The mitochondrial unfolded protein response (UPRmt) functions as a developmental‑stage‑specific epigenetic pacemaker that coordinates the onset of multiple aging hallmarks through retrograde signaling to chromatin modifiers. When UPRmt inducibility wanes—observed early in C. elegans larval stages and in aged cardiac progenitor cells—it triggers a cascade that reprograms nuclear DNA methylation and histone acetylation patterns, thereby manifesting as genomic instability, proteostasis loss, cellular senescence, stem‑cell exhaustion, and inflammaging.

Mechanistic Model

1. UPRmt‑NAD⁺‑Sirtuin axis – Active UPRmt upregulates mitochondrial NAD⁺ biosynthesis (e.g., via NAMPT) to sustain SIRT3‑SIRT5 activity, which in turn modulates cytosolic NAD⁺ levels and nuclear SIRT1/6 function. Declining UPRmt reduces NAD⁺ flux, diminishing sirtuin‑mediated deacetylation of histones and transcription factors, leading to a pro‑aging epigenetic landscape.
2. Retrograde chromatin signaling – UPRmt‑dependent transcription factors (ATFS‑1 in worms, ATF5/CHOP in mammals) translocate to the nucleus or secrete mitokines (e.g., FGF21, GDF15) that recruit histone‑acetyltransferases (p300/CBP) and DNA‑methyltransferases (DNMT3A/B) to promoters of longevity genes (FOXO3, SIRT6, KL).
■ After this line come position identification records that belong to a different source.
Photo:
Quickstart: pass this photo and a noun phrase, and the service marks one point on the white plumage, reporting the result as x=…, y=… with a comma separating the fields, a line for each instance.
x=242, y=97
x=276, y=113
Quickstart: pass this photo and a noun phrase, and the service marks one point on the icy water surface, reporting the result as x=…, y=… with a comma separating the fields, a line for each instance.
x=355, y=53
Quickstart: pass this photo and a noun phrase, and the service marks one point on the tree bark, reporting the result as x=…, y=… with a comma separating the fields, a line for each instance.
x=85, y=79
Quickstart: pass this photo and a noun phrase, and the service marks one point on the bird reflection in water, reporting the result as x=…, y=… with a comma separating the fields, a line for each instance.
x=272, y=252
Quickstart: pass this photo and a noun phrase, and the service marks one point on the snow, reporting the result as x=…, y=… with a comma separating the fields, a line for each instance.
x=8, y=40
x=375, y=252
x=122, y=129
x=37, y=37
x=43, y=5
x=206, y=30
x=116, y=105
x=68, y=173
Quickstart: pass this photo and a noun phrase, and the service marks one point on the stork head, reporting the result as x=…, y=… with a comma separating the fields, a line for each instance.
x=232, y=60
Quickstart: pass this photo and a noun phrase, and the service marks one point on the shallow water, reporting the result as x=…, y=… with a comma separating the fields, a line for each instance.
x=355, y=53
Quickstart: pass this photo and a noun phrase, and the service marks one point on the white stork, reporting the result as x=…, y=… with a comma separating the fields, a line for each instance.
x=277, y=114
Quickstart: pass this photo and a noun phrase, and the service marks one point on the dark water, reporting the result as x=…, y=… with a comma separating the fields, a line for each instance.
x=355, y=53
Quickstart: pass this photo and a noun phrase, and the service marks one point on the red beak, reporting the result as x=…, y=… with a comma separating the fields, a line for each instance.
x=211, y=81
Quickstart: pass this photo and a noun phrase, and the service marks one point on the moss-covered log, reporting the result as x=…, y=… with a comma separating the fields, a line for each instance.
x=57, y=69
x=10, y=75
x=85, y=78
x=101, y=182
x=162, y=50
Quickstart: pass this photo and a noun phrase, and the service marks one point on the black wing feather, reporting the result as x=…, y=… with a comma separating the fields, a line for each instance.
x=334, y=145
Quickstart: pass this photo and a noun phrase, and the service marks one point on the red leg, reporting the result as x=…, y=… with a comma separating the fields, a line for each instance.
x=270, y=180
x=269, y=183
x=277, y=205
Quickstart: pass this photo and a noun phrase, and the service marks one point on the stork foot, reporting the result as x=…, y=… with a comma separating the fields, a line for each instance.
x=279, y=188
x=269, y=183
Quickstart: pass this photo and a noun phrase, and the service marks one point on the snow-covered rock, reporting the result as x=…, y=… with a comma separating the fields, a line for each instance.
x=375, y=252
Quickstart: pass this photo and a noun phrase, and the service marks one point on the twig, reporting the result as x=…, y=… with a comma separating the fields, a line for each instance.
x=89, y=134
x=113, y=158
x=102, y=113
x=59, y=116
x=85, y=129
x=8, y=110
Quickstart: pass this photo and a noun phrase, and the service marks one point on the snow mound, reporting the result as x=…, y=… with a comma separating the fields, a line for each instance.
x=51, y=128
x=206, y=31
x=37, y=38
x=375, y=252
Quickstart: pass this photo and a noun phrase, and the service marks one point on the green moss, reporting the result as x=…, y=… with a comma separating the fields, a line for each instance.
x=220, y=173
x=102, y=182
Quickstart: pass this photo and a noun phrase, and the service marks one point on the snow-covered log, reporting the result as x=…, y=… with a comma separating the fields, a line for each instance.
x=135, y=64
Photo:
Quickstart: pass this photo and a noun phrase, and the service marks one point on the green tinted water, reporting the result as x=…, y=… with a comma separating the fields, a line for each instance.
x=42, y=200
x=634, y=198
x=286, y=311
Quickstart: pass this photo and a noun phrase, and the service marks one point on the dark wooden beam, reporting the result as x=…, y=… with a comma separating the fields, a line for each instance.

This reprograms gene expression networks governing stress resistance, metabolism, and senescence.
3. Coupling to niche hypoxia and c‑Kit signaling – In cardiac progenitor cells, mitochondrial ROS from impaired UPRmt stabilizes HIF‑1α, which suppresses c‑Kit‑dependent MAPK/ERK signaling, further reducing mitochondrial biogenesis and reinforcing the epigenetic shift (see c‑Kit haploinsufficiency accelerating aging 8).

Testable Predictions

• Prediction 1: Tissue‑specific restoration of UPRmt inducibility in aged mice (via mito‑targeted ATF5 overexpression or NAD⁺ precursors) will reverse epigenetic age biomarkers (DNAm clocks) within 4 weeks and improve at least three hallmarks (senescence burden, proteostasis, stem‑cell proliferation).
• Prediction 2: In C. elegans, the loss of UPRmt inducibility during L2 larval stage will precede measurable changes in H3K9ac and 5‑mC levels at promoters of daf‑16 and sir‑2.1; rescuing UPRmt at this stage will delay those epigenetic shifts.
• Prediction 3: Pharmacological inhibition of UPRmt (e.g., with doxycycline‑mito) in young adult mice will accelerate epigenetic aging and precipitate early onset of diastolic dysfunction, increased SASP, and reduced c‑Kit+ CPC proliferation.
• Prediction 4: Chromatin immunoprecipitation sequencing (ChIP‑seq) after UPRmt activation will show enriched binding of ATF5 and SIRT6 at enhancers of mitochondrial biogenesis genes (Pgc‑1α, Nrf1) and depleted DNMT3A occupancy at CpG islands of senescence‑associated secretory phenotype (SASP) genes.

Falsifiability

If restoring UPRmt activity fails to alter DNA methylation or histone acetylation signatures, or if it does not improve multiple hallmarks despite confirmed mitochondrial rescue, the hypothesis that UPRmt serves as an upstream epigenetic pacemaker would be refuted. Likewise, if epigenetic age remains unchanged despite robust UPRmt modulation, the proposed retrograde signaling link to chromatin regulators would be invalid.